You can still screw up when playing Arena, but the team has worked hard to make it more difficult to do so. Click on one of your creatures at the wrong time during a turn, for instance, and you can end up activating an ability instead of attacking with it, which could mean the difference between winning and losing. In order to prevent this kind of accident, Reiff says the game analyzes your actions and makes sure you know what you’re doing when it seems out of the ordinary. Sometimes it makes sense to damage yourself or destroy your own in-game objects, but doing so by accident is—as Magic players say—a feel-bad moment.

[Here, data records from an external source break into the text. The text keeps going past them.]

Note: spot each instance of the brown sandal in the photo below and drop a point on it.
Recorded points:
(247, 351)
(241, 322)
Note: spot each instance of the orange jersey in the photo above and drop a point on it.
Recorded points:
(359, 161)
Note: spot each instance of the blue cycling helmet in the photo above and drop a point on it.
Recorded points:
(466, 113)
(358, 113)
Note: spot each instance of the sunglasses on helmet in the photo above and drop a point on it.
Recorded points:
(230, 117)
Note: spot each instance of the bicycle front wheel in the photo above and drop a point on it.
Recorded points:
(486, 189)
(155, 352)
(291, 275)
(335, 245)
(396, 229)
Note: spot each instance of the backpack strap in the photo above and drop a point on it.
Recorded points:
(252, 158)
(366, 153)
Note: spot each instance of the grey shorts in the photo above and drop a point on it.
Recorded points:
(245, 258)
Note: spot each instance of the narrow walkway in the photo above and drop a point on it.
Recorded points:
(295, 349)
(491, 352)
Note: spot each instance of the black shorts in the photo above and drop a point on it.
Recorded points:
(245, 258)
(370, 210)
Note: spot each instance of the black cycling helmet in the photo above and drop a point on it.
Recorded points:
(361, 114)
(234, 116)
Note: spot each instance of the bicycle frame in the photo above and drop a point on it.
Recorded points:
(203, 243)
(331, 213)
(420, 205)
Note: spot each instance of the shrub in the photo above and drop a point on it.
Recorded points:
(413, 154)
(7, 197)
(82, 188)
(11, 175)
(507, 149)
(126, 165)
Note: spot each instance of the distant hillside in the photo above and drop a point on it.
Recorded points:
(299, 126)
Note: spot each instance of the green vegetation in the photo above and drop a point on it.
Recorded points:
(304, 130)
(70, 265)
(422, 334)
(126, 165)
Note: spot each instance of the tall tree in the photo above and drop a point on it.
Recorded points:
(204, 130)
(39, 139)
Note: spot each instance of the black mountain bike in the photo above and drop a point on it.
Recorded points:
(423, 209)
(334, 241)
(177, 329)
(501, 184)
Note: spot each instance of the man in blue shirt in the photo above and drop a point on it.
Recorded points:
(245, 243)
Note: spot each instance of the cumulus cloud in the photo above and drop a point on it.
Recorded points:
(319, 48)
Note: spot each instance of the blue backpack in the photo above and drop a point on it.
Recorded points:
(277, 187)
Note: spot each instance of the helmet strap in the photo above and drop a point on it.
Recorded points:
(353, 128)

Still, the game doesn’t fully equip players with training wheels. A card like Narset, Parter of Veils, for instance, prevents players from drawing extra cards while it’s on the battlefield. That doesn’t mean, however, that it will prevent players from casting spells to try and draw cards. They simply pay their mana and get punished for not paying attention. It’s the kind of wonderful, evil moment that makes Magic such a great game and it’s still in there.

The game isn’t getting any less complicated and, as new cards make their way into the game, things will only get more complex, but the team is committed to making it approachable for newbies while enabling high-grade tournament play. And if players make the transition to paper cards, the rules still directly translate so they can jump right in. They’ll just have to make the battle sounds themselves during the game.